With less than 75 days until the Summer Olympics, Sen. Bill Nelson wants to make sure the United States Olympic Committee is prepared to protect its athletes from the spread of Zika.
The Florida Democrat was one of 10 senators who signed a letter sent to the chairman of the United States Olympic Committee on Monday. In the letter, Nelson and others said they were inquiring about what steps the committee was taking to “assist and protect our athletes against the spread of the Zika virus.”
“According to the World Health Organization (WHO) and Pan American Health Organization (PAHO), Brazil is the epicenter for the spread of the virus with at least 120,000 suspected cases of Zika—nearly half of all the suspected cases in the Americas,” said the letter.
The lawmakers went on to say recent information from the Centers for Disease Control shows indicates the mosquito-borne virus could be more of a threat than initially anticipated. The virus has been linked to several birth defects, as well as neurological effects in adults.
“There are additional concerns about the duration that the virus lasts in an infected individual so there could be possible cases of transmission in the United States long after the Games have concluded,” said the letter. “Given this context, we hope that the USOC is prepared to work with health authorities both here in the United States and in Brazil to help ensure that all the necessary steps are taken to protect our athletes as they compete this summer.”
In addition to Nelson, Sens. Barbara Boxer, Patty Murray, Patrick Leahy, Kirsten Gillibrand, Angus S. King, Jr., Robert P. Casey, Jr., Richard Blumenthal, Jack Reed, Christopher Murphy and Debbie Stabenow, signed the letter to the United States Olympic Committee.
In a response Monday, USOC CEO Scott Blackmum said the organization has been in regular contact with the CDC and other experts, who have provided “sound recommendations based on all available information.”
The organization has also formed an Infectious Disease Advisory Group to help “identify and establish — on a real-time basis — best practices regarding the mitigation, assessment and management of infectious disease in general, and regarding the Zika virus specifically, paying particular attention to how issues may affect athletes and staff participating in the upcoming Olympic and Paralympic Games.”
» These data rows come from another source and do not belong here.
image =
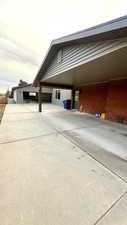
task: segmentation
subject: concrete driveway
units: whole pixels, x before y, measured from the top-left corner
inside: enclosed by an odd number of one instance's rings
[[[0,225],[126,225],[127,127],[59,106],[7,105]]]

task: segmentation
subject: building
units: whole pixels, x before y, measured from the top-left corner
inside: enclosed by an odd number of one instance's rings
[[[14,101],[17,104],[38,102],[39,87],[32,87],[29,84],[24,87],[14,87],[12,88],[12,92]],[[52,88],[42,89],[42,99],[43,102],[51,103]]]
[[[52,41],[38,83],[72,90],[72,108],[78,91],[79,111],[126,124],[127,16]]]
[[[71,99],[71,90],[64,89],[53,89],[52,92],[52,103],[63,105],[63,101]]]

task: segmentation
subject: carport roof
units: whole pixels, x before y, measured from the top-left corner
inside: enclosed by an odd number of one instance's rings
[[[99,40],[110,40],[115,38],[127,37],[127,16],[123,16],[106,23],[55,39],[47,51],[47,54],[42,62],[33,85],[41,80],[45,70],[47,69],[52,57],[59,48],[70,44],[89,43]]]

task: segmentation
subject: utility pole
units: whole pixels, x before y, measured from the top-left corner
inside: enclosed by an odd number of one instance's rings
[[[42,112],[42,86],[41,86],[41,83],[39,83],[38,103],[39,103],[39,112]]]

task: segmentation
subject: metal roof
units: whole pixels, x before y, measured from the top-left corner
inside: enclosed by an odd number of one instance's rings
[[[33,85],[41,80],[46,68],[48,67],[52,57],[59,48],[78,43],[89,43],[99,40],[110,40],[115,38],[127,37],[127,16],[123,16],[106,23],[55,39],[47,51],[47,54],[42,62],[38,74],[35,77]]]

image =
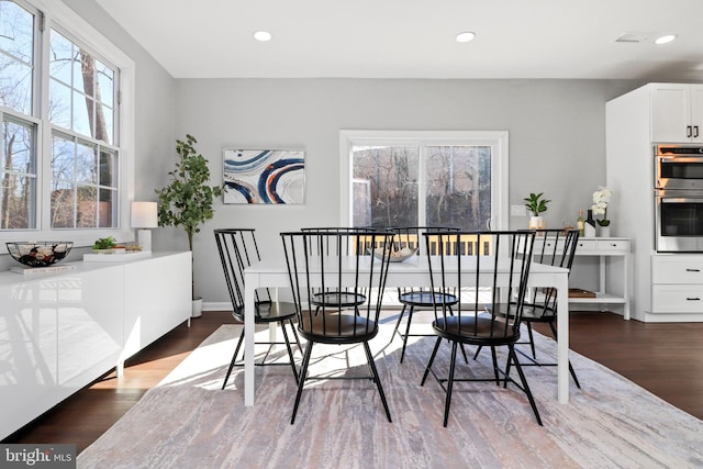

“In addition to having one-on-one access to the IDAG, athletes and staff have been made aware of the CDC’s guidelines on mosquito-bite prevention and will have air conditioning units in their rooms, will be provided with OFF! Insect repellent, and will be allocated long-sleeved shirts and pants as part of their casual wear uniforms,” wrote Blackmum. “Condoms will also be distributed to athletes and staff for use with sexual partners for up to six months following their trip to South America, as recommended by the CDC.”
Blackmum continued: “Additionally, the relevant authorities in Rio are doing their part to evaluate the Games environment and mitigate against mosquito breeding by eliminating standing water near Olympic and Paralympic venues and are conducting fumigation where appropriate.”
Nelson has been among those leading the charge to make sure the United States is prepared for the spread of Zika. According to the CDC, there are 544 cases of travel-related Zika in the United States.
There are 152 travel-related cases of Zika in Florida. Of those, 36 are cases involving pregnant women.